The simple truth is puppies must have vaccines to prevent deadly diseases like the parvovirus. If you’re not sure if your new puppy has had all his shots, or know he needs additional vaccines, call us today at 205-486-4500 or book an appointment online.

What is parvovirus?

Parvo is a highly contagious virus that affects all dogs, but unvaccinated puppies less than four months of age are at the most risk of contracting it.

Parvo is a potentially fatal disease that attacks the gastrointestinal system and creates symptoms that include:

  • Loss of appetite
  • Vomiting
  • Fever
  • Severe, bloody diarrhea

Extreme dehydration can come on rapidly and kill a dog within 48-to-72 hours, so prompt veterinary attention is crucial. There is no cure, so keeping the puppy hydrated and controlling the secondary symptoms may keep him going until his immune system beats the illness.

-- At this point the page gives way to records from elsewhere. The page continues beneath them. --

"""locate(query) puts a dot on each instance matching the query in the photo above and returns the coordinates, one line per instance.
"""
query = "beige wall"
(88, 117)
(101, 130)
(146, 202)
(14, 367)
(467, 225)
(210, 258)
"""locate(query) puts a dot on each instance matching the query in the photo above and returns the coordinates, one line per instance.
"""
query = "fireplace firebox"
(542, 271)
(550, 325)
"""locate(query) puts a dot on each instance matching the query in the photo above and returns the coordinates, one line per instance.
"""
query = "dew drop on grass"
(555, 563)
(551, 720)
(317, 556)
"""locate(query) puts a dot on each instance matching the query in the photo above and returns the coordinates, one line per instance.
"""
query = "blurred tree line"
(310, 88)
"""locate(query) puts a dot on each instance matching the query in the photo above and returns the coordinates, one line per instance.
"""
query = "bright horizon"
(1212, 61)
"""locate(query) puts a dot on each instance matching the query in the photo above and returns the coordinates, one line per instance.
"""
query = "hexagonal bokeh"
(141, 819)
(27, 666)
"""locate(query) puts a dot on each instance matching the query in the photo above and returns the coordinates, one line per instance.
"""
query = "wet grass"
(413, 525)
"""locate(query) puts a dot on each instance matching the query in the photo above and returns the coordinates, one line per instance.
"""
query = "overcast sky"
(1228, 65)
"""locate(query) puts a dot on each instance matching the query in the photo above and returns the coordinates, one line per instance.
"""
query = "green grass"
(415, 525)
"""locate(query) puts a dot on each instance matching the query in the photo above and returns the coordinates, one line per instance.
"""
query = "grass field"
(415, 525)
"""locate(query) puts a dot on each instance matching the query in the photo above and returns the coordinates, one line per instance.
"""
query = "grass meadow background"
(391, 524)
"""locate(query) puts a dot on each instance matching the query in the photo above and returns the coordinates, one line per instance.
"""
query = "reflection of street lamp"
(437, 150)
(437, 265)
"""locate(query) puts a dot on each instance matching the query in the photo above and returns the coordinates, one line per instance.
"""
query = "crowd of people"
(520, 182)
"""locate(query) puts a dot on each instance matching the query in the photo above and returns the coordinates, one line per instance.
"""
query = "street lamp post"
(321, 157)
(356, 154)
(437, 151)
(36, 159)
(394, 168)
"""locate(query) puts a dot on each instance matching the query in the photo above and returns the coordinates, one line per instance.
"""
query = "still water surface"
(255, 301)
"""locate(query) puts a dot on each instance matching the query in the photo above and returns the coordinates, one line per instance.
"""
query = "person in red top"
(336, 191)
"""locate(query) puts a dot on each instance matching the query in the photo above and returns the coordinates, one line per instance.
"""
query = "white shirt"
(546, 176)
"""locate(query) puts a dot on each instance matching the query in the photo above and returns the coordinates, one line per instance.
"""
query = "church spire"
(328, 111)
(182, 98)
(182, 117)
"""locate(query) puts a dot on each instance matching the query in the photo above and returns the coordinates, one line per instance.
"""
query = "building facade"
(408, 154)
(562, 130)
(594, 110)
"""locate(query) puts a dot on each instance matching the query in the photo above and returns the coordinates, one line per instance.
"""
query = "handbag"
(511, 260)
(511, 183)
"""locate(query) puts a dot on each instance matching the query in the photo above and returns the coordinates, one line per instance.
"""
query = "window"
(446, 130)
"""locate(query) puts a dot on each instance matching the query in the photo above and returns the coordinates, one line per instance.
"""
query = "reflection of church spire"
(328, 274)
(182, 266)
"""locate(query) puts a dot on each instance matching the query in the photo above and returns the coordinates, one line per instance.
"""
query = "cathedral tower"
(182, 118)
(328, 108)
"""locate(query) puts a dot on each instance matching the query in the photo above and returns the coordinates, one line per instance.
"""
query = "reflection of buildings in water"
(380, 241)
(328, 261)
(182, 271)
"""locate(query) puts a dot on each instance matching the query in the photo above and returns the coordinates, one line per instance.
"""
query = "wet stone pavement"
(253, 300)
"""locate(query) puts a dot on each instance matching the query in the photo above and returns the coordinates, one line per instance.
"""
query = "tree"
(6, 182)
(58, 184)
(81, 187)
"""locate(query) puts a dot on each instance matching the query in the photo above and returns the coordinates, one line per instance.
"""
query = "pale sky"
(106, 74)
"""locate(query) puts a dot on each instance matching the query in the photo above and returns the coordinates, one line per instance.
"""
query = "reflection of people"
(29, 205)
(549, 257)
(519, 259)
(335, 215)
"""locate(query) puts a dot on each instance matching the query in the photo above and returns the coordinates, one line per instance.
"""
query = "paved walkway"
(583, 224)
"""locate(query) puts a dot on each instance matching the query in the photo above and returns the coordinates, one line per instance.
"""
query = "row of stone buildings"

This virus is highly contagious and spreads through direct contact with an infected dog or by indirect contact with a contaminated object. Your puppy is exposed to the parvovirus every time he sniffs, licks, or consumes infected feces. Indirect transmission occurs when a person who has recently been exposed to an infected dog touches your puppy, or when a puppy encounters a contaminated object, like a food or water bowl, collars and leashes, and the hands and clothing of people who handle infected dogs.

“Current on shots” does not mean “shots are completed”

If you adopted a puppy from a shelter or bought one from a breeder, you may have heard that your new friend was current or up to date on all vaccinations. It’s easy to assume that means the vaccinations are finished, but usually there are one or two more rounds of core vaccines needed to fully protect your baby.

  • Vaccines start at 6-8 weeks and continue with boosters every 3-4 weeks until the puppy is around 4 months old.
  • If you don’t stay on your vaccine schedule, you have to start over.
  • Puppies don’t have the immune system to fight off deadly diseases like parvo and vaccines are their only defense.